= Franchise Times =

US business newspaper

Franchise Times is an American business publication covering franchising in the United States.

Their magazines have reports on franchising trends and legal issues, franchisor and franchisee success stories, family business matters, and interviews with celebrities who are involved in franchising.

== History ==
Franchise Times was created by Crain Communications in 1994 under the title Franchise Buyer. The name was changed in 1996 to Franchise Times.

In September 1998, John Hamburger, owner of Franchise Times Corp purchased the rights to the Franchise Times trademark, subscription and advertiser lists, copyright, web domain name, and back issues. He saw restaurant chains were moving into the franchise arena and wanted to expand his restaurant coverage to that growing trend.

Hamburger also purchased Continental Franchise Review (CFR), a newsletter that covered franchise developments, in 1998, combining it with Franchise Times. He hired the former publisher of CFR, Janet Sparks, to write editorials under the CFR trademark. She then moved to writing a monthly column until 2011. Mary Jo Larson, who was the publisher/editor of the Restaurant Finance Monitor became the new editor of the magazine. She also served as the first editor and is now publisher and vice president.

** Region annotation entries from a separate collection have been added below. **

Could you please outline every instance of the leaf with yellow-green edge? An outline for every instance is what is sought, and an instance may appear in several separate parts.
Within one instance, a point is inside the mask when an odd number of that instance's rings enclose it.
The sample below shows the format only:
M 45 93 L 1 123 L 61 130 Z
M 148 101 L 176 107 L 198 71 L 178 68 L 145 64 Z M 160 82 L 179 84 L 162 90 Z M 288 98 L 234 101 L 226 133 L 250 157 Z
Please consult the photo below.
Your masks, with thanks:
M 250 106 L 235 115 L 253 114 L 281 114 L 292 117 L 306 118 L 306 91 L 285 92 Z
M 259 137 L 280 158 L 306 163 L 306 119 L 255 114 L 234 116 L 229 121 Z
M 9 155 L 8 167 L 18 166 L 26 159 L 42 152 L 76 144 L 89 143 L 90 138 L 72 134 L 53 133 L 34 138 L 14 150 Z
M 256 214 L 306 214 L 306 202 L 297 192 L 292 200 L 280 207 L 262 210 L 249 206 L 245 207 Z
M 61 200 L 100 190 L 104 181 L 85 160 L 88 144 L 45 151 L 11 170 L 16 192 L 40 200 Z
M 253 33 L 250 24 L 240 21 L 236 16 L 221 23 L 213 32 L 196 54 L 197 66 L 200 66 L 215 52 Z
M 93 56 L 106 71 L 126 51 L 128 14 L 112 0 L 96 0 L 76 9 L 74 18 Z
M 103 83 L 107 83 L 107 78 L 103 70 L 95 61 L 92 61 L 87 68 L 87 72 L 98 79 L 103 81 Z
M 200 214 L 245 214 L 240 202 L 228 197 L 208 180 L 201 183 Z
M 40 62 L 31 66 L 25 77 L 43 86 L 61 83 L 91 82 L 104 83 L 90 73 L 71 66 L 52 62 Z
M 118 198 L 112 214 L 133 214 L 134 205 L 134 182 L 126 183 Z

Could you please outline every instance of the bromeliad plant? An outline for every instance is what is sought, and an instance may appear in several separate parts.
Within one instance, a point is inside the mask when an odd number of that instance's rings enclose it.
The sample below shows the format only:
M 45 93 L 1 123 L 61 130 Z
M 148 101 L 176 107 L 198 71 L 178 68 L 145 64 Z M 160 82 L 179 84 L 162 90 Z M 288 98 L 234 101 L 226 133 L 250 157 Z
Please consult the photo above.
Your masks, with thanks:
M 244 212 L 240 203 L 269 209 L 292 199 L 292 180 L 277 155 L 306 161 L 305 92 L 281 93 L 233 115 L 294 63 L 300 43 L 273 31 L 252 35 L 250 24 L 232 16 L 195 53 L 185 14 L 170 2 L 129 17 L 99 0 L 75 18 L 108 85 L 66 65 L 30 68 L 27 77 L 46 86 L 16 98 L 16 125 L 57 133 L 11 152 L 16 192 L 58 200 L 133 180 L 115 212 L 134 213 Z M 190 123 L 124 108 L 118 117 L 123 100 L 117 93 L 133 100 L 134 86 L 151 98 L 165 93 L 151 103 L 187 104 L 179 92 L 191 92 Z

The new Franchise Times printed its first issue in 1999. That same year, the magazine published its first ranking of the Franchise Times Top 200 franchise companies based on worldwide sales and locations. The list also included the next 100 "up and comers." Franchise Times list was different from others in that rankings were based solely on sales and unit counts. It has since expanded its list to the top 500 companies, under the trademark of the Top 200+.

== Research ==
Franchise Times publishes the Top 200+, a ranking of the 500 largest franchises based on worldwide sales in its October issues. The data—which also includes other data points such as number of units, both franchised and company-owned, and international units—is used by Franchise Times and others to track franchise growth and analyze trends in the various franchise segments in news stories.

"Fast and Serious", an editorial feature that identifies growing franchise systems, was launched in 2014. The results of the findings are published in March, along with analysis of the trends.

Franchise Times Restaurant 200 is a ranking of the top restaurant franchisees in the U.S., compiled by its sister publication, the Restaurant Finance Monitor.

== Japanese edition ==
In 2003. Hamburger signed an agreement with franchise business consultant Roy Fujita to produce a Japanese edition of Franchise Times. It uses content from the U.S. publication, but sells its own advertising around it.

== Conferences ==
Franchise Times hosts a yearly conference in Las Vegas, the Franchise Finance & Growth Conference. CEOs and CFOs are invited there to talk about their brands before lenders, franchisors and multi-unit franchisees. The conference also provides educational and networking sessions. The Franchise Times Dealmakers of the Year are conferred on franchise companies and executives. Dealmakers is also a popular editorial feature in the April issue of the magazine.